Erdem Öztaşa, Hayal Resitali
“Her şey, gördüğüm her şey bir rüya olamaz mı?” dedi kendi kendine. “Ne olur Allah’ım, gördüğüm her şey bir rüyadan öteye gitmesin” dedi. “Yaşadıklarım ve yaşayacaklarım, her şey bir rüya olsun ne olur. Çektiklerim ve çekeceklerim, hepsi bir rüyadan öteye geçmesin.” Sıkıntıların, bulantıların ortasında gördüğü hayâlî şeyler vardı etrafında…

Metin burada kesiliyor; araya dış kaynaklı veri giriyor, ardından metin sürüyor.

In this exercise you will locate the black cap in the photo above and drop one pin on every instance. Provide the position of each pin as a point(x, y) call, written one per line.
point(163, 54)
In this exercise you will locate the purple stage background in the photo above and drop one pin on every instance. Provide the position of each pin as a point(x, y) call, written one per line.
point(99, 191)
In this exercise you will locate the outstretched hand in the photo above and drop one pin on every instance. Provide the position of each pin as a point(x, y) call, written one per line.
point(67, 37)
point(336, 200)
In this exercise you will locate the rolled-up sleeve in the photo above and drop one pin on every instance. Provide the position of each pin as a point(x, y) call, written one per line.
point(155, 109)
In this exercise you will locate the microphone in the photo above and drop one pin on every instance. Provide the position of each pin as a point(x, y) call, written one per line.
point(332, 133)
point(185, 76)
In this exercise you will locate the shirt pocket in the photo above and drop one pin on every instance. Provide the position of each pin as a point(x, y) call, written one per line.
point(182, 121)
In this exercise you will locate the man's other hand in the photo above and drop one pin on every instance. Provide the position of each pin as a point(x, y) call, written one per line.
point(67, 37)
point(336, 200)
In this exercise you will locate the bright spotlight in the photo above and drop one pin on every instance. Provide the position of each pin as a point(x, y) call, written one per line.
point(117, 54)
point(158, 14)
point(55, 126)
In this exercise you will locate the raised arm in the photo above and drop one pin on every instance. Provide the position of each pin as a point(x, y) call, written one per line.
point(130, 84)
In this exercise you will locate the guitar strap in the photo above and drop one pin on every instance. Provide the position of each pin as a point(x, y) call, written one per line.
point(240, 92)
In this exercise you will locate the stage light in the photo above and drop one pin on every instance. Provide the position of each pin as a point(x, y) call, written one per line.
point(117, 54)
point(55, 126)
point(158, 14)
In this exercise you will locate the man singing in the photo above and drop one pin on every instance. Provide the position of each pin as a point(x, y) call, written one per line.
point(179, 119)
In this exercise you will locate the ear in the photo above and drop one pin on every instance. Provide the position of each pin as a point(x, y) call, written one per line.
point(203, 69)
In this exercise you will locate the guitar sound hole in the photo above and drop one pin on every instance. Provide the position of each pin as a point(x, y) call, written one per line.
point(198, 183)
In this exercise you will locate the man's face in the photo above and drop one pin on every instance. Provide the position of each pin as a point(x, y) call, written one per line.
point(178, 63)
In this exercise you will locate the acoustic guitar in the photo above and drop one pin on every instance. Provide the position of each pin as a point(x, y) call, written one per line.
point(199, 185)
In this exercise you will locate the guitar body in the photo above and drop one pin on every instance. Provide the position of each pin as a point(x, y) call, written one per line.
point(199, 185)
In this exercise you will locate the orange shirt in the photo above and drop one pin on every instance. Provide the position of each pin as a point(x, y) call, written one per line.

“İbn Arabî der ki ‘hissin hayâle üstünlüğü yoktur.’ Bu durumda ben üzerine çok düşersem, evet, çok dikkat edersem gördüğüm, yaşadığım, hissettiklerimin de bir hayâlden ibaret olduğunu anlayabilirim veya öyle hissedebilirim. Hayâlde acı vermeyen şey histe can yakabilirken histe can yakan hayâlde yakmayabilir. Denemek lazım, neden olmasın?” diyordu kendi kendine. “Hayâl resitali izleriz.”
Oturduğu koltukta doğruldu, yavaşça ayağa kalkmak istedi ama ayaklarında derman kalmamıştı ve eşyalar, sokak lambaları, çiçekler ve parfüm kokuları, hepsi sanki önünde yürüyordu. Kulağında hep bir müzik çalıyordu. “Demek ki mousailer burada” dedi kendi kendine. “Lirim nerede? Gelin beraber çalalım ilham perileri” diyordu. Sarhoşluğun da verdiği dağınıklıkla ilginç rüyalar görüyordu veya rüya değil de gerçekten görüyordu. Bilinmez. Bilinmemekle beraber hissedilmez. Bilinen şey hissedilmemiş olabilir ama hissedilen şey bilinmiştir. Neyse. Kendi kendine konuşmaya devam ederken aklına kapının önündeki kedi geldi. “Ona mama vermeliyim” diye düşündü, mutfağa gidip tabağa mama koyup kedinin önüne bıraktı yemeği, ama kedi yemedi, surat astı.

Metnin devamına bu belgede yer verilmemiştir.